Trusts put together by the scam artists are those the IRS is going after. These are trusts that purport to eliminate taxes without changing your use or control of wealth. Those trusts often are offshore trusts, located in tax haven countries, but also can be U.S.-based trusts.

Be worried if your trust contains all your assets and purports to give you regular checks that are tax-free. The checks from the trust often are described as loans or as tax-free distributions of capital. This type of trust has been heavily marketed over the last decade or so, but it clearly does not comply with the tax law.

Aggressive charitable trusts also are targets. In these, you get a substantial charitable contribution today for putting money or property in a trust. But over time you get all or most of the money and its earnings back, while charity gets little or nothing.

Dangerous trusts also are those that promise to eliminate taxes by simply by setting up a trust or series of trusts. Be especially wary if someone says the IRS won’t be able to figure out the transactions or it seems the whole structure is designed to confuse the IRS or hide assets.

Don’t spend time on trusts such as these or other trusts that sound too good to be true.

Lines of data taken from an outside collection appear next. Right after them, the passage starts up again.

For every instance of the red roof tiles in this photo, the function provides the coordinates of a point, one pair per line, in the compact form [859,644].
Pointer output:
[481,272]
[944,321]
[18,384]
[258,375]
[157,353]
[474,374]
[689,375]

Stick with the safe, solid trusts I’ve always recommended. They’ll save you taxes, leave your assets to those you want to get them, and give you peace of mind. These trusts include marital and Bypass Trusts (used to cut estate and gift taxes), QTIP trusts (to save estate taxes and make sure your children end up with assets), charitable remainder or lead trusts, irrevocable life insurance trusts, and special needs trusts (to provide for a loved one who needs help). I’ve discussed all these and other legal, effective trusts in past visits.

Trusts can be an important strategy for you. But don’t be swayed by aggressive presentations that focus on one type of trust that seems to have everything. To protect yourself, be sure that your estate team includes an independent fee-only estate planning professional, such as an attorney or accountant.